Generative AI has caused confusion around copyright in terms of artistic content, but copyright issues may extend to popular AI models.
The AI sector may face a new wave of copyright disputes, as a new report claims many large language models (LLMs) are trained on copyrighted content from news organisations.
The report comes from the News Media Alliance (NMA), a nonprofit that has more than 2200 publishers as members in the US. The association claims to have looked at sets of training data that are used to train LLMs such as the popular ChatGPT.

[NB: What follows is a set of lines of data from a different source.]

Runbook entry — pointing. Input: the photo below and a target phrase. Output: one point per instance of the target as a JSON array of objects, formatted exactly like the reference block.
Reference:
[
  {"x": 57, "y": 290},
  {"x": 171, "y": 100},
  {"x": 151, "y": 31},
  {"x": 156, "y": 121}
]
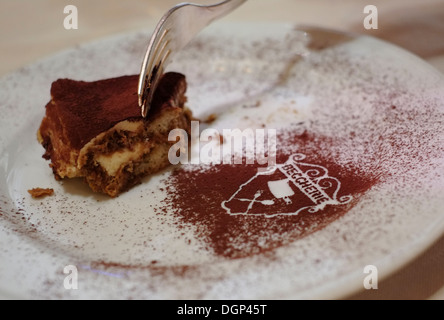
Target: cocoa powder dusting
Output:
[{"x": 196, "y": 194}]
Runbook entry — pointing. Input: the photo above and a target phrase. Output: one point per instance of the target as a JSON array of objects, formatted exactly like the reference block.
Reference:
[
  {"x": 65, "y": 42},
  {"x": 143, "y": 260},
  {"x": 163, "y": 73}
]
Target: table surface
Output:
[{"x": 33, "y": 29}]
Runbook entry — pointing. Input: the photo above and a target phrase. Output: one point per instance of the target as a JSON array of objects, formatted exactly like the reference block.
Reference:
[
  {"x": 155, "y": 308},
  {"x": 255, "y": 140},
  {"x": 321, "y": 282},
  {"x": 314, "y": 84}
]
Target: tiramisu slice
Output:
[{"x": 94, "y": 130}]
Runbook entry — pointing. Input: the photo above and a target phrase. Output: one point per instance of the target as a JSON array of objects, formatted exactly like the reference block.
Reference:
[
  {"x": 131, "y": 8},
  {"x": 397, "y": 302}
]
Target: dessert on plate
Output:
[{"x": 95, "y": 131}]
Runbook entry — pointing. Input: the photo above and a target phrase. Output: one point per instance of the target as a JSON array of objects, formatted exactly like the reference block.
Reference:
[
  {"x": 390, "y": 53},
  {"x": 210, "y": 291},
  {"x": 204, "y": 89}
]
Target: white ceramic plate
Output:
[{"x": 381, "y": 107}]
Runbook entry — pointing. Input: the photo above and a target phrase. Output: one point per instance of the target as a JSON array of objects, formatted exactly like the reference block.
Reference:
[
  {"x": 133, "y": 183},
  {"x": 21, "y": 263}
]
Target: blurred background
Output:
[{"x": 33, "y": 29}]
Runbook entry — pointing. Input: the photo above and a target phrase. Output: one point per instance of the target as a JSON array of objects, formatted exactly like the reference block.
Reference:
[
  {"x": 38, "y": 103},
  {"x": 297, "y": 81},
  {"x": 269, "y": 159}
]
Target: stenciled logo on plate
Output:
[{"x": 287, "y": 189}]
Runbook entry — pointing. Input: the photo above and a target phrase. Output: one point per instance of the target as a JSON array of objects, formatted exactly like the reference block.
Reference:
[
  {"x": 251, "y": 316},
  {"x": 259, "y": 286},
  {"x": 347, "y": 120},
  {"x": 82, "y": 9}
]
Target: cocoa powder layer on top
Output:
[{"x": 86, "y": 109}]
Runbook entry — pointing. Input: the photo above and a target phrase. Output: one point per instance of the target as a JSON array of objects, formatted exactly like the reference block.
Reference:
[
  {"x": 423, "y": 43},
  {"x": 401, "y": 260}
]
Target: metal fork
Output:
[{"x": 173, "y": 32}]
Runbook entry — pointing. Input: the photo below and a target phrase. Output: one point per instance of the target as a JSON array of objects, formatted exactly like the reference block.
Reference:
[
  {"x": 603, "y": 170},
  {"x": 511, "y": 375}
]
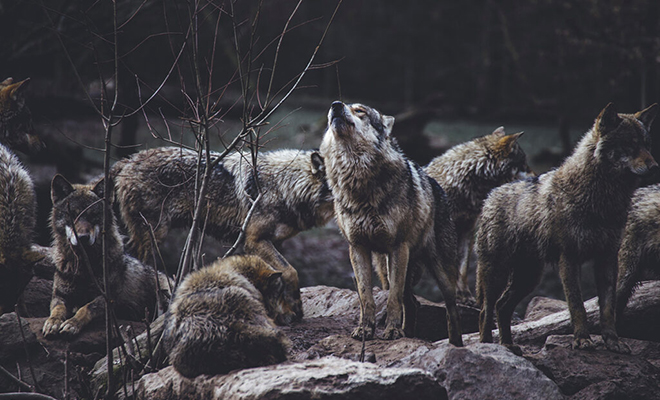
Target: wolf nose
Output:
[{"x": 337, "y": 106}]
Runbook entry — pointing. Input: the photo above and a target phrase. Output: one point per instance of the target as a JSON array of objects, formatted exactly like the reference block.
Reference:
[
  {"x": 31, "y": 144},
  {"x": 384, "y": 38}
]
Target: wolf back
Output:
[
  {"x": 156, "y": 185},
  {"x": 219, "y": 318},
  {"x": 390, "y": 212},
  {"x": 564, "y": 217}
]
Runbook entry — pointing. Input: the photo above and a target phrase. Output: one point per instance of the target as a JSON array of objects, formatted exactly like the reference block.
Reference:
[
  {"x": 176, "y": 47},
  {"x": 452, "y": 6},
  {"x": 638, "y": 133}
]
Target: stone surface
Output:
[
  {"x": 11, "y": 341},
  {"x": 482, "y": 371},
  {"x": 326, "y": 378},
  {"x": 573, "y": 371}
]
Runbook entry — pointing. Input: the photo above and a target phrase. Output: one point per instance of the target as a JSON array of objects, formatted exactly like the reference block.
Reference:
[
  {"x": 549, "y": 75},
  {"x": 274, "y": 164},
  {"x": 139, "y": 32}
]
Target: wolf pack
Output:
[{"x": 399, "y": 219}]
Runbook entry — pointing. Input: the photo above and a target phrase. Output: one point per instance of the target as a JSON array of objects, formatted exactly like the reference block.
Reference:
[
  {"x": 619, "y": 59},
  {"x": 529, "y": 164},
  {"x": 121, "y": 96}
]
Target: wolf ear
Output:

In a white paper, the NMA claims that these datasets contain copyrighted content from news, magazine and digital media organisations. The report also claims that some of the most “widely used LLMs” have a preference for publisher content over “generic” content scraped from the internet.
This report also suggests that these AI models “copy and use” copyrighted publisher content when generating outputs. The NMA said the “pervasive copying” infringes copyright law as it is not excused under fair use doctrine.
“There is no question that creating such models relies on copying – indeed, many rounds of copying – of third-party works, such as the protected expression of our members,” the NMA said in its white paper.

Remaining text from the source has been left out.